Dit teken dat de engel de herders voorhoudt is één groot anti-teken. Dat waar we het niet van verwachten is een uiting, een teken, van Gods reddende kracht in de wereld. En Lucas stelt het daarmee tegenover alle aardse macht en machtsvertoon. Want begint het kerstverhaal niet met die keizer Augustus, die een decreet afkondigt. Deze controlfreak wil alles in de hand houden door iedereen te tellen. En is het niet vreselijk ironisch, eigenlijk zelfs bijna grappig, dat deze volkstelling Jezus juist geboren laat worden in de stad die in alles het tegendeel is van het machtige Rome, namelijk Bethlehem?

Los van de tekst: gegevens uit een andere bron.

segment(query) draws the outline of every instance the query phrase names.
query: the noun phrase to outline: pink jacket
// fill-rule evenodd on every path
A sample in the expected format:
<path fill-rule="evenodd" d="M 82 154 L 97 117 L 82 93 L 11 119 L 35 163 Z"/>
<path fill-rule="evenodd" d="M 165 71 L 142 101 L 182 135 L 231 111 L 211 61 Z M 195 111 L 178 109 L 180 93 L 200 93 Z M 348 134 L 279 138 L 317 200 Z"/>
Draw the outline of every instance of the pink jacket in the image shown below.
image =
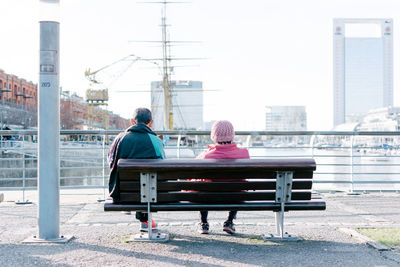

Zo vult Lucas het teken in dat deze geboorte van Jezus is. Een ingebakerde zuigeling is koning en redder van de wereld, daar in die kribbe van armoe. De toekomst van de wereld ligt in het weerloze Kind van geringe komaf. Wat voor boodschap hebben we aan dit weerloze Kind? Ik heb met stijgende verbazing de berichten uit de Verenigde Staten gevolgd naar aanleiding van de schietpartij op een basisschool, waarbij onder andere 20 kinderen van 6 en 7 jaar oud omkwamen. Een afschuwelijk drama. En er zijn mensen die het verstandelijk vermogen hebben om hieruit een redenering op te zetten dat er dús meer wapens op school moeten komen om deze kinderen te beschermen. Elke school moet volgens deze mensen een bewapende beveiliger hebben. Want, luidt de redenering: tegenover elk slecht mens met een wapen moet een goed mens met een wapen staan. Volgens deze zienswijze is niet het wapen slecht, maar kunnen mensen er slechte dingen mee doen. Achter deze zienswijze zit een visie op vrijheid waar het recht van wapenbezit bij hoort om die vrijheid te verdedigen. En je mag niet te snel oordelen over cultuurverschillen. Maar waar deze zienswijze mank gaat is hierin: niet of een wapen wel of niet slecht is, maar dat ieder mens in staat is iets slechts te doen met een wapen. En dat de kracht juist uitgaat van het weerloze. En dat raakt me juist zo in deze discussie, nu het om kleine kinderen gaat: de toekomst van kinderen waarborg je niet door ze te beschermen tegen alles wat slecht is in de buitenwereld. De toekomst van kinderen waarborg je door de buitenwereld veiliger en toekomstvoller te maken. De toekomst van het kindje Jezus ligt ook niet in een hek om de stal heen met gewapende bewakers aan de toegangspoorten. Sterker nog: aan het eind van de twee boeken van Lucas, in het laatste hoofdstuk van Handelingen, zien we Jezus’ apostel Paulus in het Rome van de keizer vrijmoedig en ongehinderd over het Koninkrijk van God vertellen. Jezus en zijn boodschap veroveren de wereld in weerloosheid en vrijmoedigheid. Lucas stopt het kind niet ver weg in Bethlehem om het te beschermen. Vanuit die weerloosheid verovert Hij de hele wereld en de harten van zoveel mensen, die op dit moment in zoveel kerken zitten. 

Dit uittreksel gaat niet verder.